I was on a mock jury organized by a manufacturer of a drug, who was being sued by the family of a man who caught the disease (AIDS), and died while taking this drug, which has been quite effective (and profitable) keeping the patients alive. The jury (or 2 or 3, simultaneously, as I recall) was conducted by a marketing firm that did this kind of studies, and included a cross section of citizens from the county where the trial would take place, i.e. those that were expected to be called for jury duty. Microphones in the ceiling, cameras and people on the other side of a two may mirror, actors or attorneys playing both sides of the dispute, and we the jurors. The manufacturer was of course concerned as the medication was a cash cow worldwide, while AIDS patients were still dying, as AIDS patients tend to do.

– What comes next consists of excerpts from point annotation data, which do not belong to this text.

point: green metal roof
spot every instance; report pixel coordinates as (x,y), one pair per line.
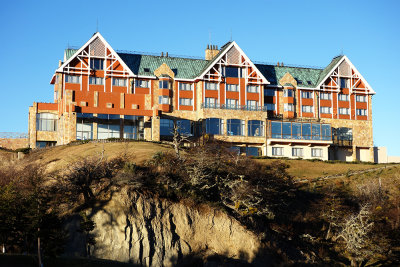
(187,68)
(145,65)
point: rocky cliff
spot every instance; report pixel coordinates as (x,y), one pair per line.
(149,231)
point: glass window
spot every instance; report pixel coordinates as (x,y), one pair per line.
(297,152)
(326,110)
(255,128)
(185,101)
(277,151)
(344,111)
(296,130)
(163,84)
(119,82)
(306,131)
(316,152)
(288,107)
(163,100)
(306,94)
(325,96)
(235,127)
(253,88)
(185,87)
(361,98)
(105,131)
(343,97)
(96,63)
(288,93)
(307,109)
(211,86)
(141,83)
(344,83)
(232,104)
(361,112)
(72,79)
(214,126)
(269,92)
(269,106)
(211,102)
(232,72)
(326,132)
(252,104)
(316,131)
(166,127)
(46,122)
(96,80)
(232,87)
(276,129)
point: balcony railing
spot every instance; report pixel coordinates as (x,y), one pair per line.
(233,107)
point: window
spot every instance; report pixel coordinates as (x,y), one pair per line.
(361,112)
(255,128)
(211,102)
(46,122)
(185,101)
(325,96)
(235,127)
(288,93)
(72,79)
(252,104)
(185,87)
(288,107)
(232,87)
(344,83)
(277,151)
(231,72)
(141,83)
(232,103)
(96,80)
(361,98)
(166,127)
(211,86)
(269,106)
(307,109)
(119,82)
(269,92)
(214,126)
(343,97)
(163,84)
(326,110)
(344,111)
(253,89)
(306,94)
(96,63)
(163,100)
(105,131)
(316,152)
(297,152)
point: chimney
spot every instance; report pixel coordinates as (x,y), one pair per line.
(211,51)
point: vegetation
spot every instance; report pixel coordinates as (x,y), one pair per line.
(349,220)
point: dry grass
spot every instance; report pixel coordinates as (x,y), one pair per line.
(305,169)
(58,157)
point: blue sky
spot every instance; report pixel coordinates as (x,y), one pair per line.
(35,33)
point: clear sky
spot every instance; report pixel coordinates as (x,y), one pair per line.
(34,35)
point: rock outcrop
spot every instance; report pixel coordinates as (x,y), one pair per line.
(149,231)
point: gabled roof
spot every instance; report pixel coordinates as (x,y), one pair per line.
(184,68)
(275,73)
(224,49)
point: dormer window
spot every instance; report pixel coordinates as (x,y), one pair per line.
(164,84)
(96,64)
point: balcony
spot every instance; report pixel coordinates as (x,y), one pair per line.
(234,107)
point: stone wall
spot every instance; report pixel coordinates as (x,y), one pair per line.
(14,143)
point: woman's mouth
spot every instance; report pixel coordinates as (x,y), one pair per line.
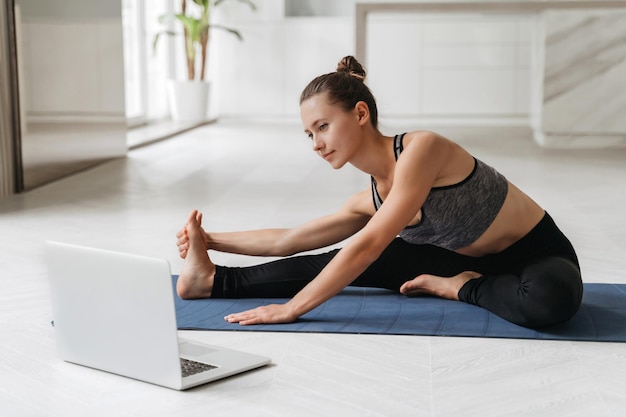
(327,155)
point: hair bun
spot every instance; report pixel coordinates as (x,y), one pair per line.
(351,66)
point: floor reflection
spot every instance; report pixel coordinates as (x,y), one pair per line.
(51,151)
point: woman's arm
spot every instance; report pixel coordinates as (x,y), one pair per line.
(415,173)
(319,233)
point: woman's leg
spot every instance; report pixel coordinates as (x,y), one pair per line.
(544,292)
(283,278)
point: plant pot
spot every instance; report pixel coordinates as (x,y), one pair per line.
(188,100)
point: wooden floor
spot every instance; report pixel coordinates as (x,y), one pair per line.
(264,175)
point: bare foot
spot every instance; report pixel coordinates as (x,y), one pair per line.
(443,287)
(196,277)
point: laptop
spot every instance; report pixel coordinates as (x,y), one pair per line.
(115,312)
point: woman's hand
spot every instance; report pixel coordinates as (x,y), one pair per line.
(273,313)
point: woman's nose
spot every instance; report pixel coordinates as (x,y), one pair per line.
(317,144)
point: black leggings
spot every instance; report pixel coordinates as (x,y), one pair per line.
(534,283)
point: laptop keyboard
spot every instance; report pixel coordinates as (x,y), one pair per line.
(189,367)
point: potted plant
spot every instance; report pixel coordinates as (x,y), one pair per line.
(189,98)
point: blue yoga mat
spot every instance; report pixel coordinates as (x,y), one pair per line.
(602,316)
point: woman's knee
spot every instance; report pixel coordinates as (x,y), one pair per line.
(554,292)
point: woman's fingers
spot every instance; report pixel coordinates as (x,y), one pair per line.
(273,313)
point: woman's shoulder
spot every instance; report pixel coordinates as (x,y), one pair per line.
(425,140)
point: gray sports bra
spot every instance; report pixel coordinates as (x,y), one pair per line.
(455,216)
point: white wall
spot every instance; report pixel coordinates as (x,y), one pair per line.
(73,70)
(447,67)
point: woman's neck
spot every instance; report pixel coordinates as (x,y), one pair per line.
(376,156)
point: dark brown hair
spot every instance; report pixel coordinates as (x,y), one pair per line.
(345,87)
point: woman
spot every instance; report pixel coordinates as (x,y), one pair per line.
(450,226)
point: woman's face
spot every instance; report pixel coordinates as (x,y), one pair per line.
(333,131)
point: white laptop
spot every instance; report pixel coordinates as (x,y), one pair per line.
(115,312)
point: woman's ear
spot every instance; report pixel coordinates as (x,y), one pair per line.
(362,112)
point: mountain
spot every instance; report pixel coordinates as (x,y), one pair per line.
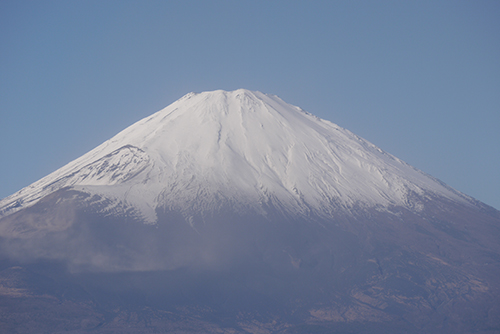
(237,212)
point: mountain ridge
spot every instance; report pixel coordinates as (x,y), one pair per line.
(239,144)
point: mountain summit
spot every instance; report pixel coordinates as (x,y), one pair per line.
(240,149)
(235,212)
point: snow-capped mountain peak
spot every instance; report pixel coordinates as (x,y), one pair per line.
(241,148)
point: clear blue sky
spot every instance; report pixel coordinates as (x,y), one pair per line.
(420,79)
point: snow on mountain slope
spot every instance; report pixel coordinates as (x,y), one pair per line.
(241,148)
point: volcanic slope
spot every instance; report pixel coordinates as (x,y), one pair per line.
(242,148)
(236,212)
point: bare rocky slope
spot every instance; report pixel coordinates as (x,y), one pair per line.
(234,212)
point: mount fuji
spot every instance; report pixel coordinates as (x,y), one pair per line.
(235,212)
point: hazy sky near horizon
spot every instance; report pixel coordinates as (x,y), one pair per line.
(419,79)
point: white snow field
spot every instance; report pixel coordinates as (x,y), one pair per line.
(242,148)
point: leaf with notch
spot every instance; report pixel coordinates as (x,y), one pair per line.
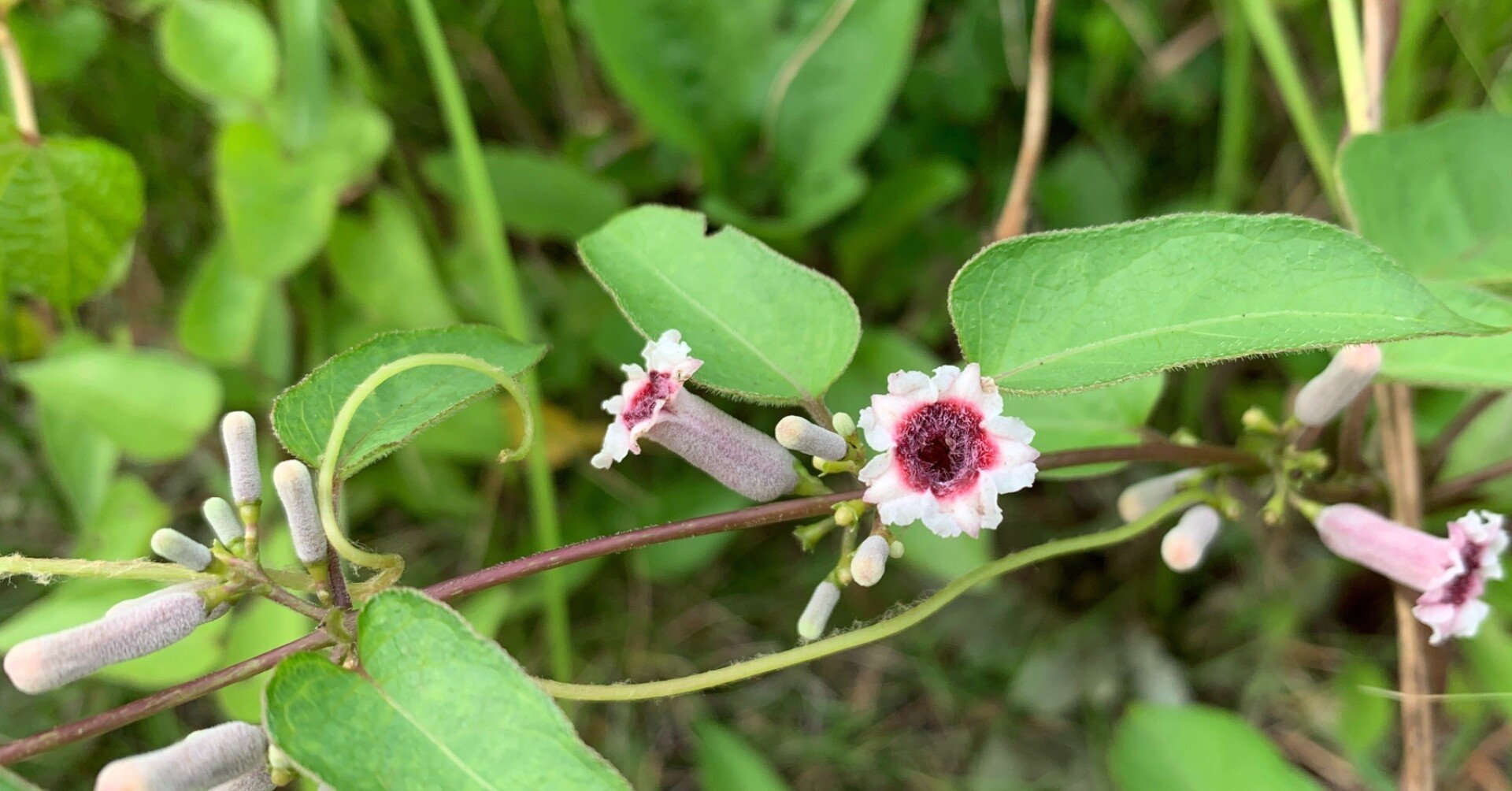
(767,327)
(1071,310)
(402,406)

The victim, (a Mexican immigrant) who was presumably hetero, and whose practices that led to the infection were not discussed, was quite obviously a patient in denial, uneducated, who would not take the drug as prescribed,
did not follow doctor’s orders, etc. Left a grieving widow and children. Nevertheless the family sued, and many on my jury sympathized (grieving widow and children, whose pictures the jury was shown by the actors playing the plaintiff’s attorneys.) After all it was the dreaded greedy Big Pharma. What happened at the actual trial I don’t know, I’d have to check sometime.


72 posted on 08/03/2013 3:01:07 PM PDT by Revolting cat! (Bad things are wrong! Ice cream is delicious!)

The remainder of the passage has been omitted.